15,000 comments like this one were submitted to the Australian government as feedback on the Assistance and Access Bill – most, if not all, were ignored.
“There is simply no way the government has had time to consider all those responses in their decision to endorse the bill this morning,” said Australian Senator Jordan Steel-John, following the legislation’s short consultation period of just over a week.
In its current draft, the bill allows any police force or security service operating in Australia to request communications without any judicial oversight.
The information providers – anyone from a telecommunications company to a software developer – must respond to the request based on the type of notice, or warrant, that the government issues – a Technical Assistant Request, a Technical Assistance Notice, or a Technical Capability Notice.
“The Technical Assistance Notice can be issued by a police force or security agency without consultation and can require the subject to do almost anything,“ said Fair. “The Technical Capability Notice may only be issued by the Attorney General, after consultation between the security service and the subject and for a (slightly) limited set of requirements.“
The bill has been modelled on the UK’s controversial Investigatory Powers Act but differs in its lack of data rights protections.
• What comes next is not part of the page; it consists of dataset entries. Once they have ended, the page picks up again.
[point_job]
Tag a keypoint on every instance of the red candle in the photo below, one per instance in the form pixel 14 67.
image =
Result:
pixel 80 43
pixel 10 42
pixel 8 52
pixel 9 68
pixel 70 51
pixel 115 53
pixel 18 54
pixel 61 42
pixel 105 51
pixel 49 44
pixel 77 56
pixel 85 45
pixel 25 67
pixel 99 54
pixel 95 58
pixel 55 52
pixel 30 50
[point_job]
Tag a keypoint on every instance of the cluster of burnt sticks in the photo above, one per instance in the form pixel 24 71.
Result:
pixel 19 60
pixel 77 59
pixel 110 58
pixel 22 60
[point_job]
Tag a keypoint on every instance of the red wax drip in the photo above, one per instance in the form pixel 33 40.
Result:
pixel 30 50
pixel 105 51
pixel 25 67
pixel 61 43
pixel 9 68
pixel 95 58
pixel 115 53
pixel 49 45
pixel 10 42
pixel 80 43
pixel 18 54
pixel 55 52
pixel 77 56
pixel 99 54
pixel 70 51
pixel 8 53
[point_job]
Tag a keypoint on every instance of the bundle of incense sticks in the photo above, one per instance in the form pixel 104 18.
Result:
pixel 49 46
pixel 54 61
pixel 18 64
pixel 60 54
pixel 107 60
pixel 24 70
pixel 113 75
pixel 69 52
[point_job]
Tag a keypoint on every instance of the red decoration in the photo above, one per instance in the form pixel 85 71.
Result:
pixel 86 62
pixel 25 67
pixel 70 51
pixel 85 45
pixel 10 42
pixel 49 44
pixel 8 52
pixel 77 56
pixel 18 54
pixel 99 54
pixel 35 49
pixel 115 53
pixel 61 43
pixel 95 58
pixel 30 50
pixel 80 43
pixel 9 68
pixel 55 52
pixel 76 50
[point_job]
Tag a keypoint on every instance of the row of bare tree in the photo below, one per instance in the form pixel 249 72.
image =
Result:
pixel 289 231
Unlike the UK, Australia has no all-encompassing Bill of Rights.
“The criteria for issuing a notice under the UK [Investigatory Powers] Act has to be proportionate to the intention and the purpose of the notice,” said Fair. “We don't have that. Our test is ’reasonable, proportionate, practical, and technically feasible’ but, unlike the UK, it is an open test where the agency can ’have regard’ to a wide set of factors – there is no clear way of deciding what the notice must be ’proportionate’ to.“
He added: “They [security services] don’t even need to have a case where they’re trying to stop terrorists or bust a crime gang. They can do it just on the prospect that it could be useful.”
The bill has global impact too, as international companies may find themselves in breach of civil law if a notice is refused. Penalties can reach A$10 million (US$7.2 million), but compensation for compliance is also offered.
Fair suspects the bill is being driven forward ahead of Australia’s General Election, expected early next year. Public hearings on the Assistance and Access Bill are set to take place on October 19.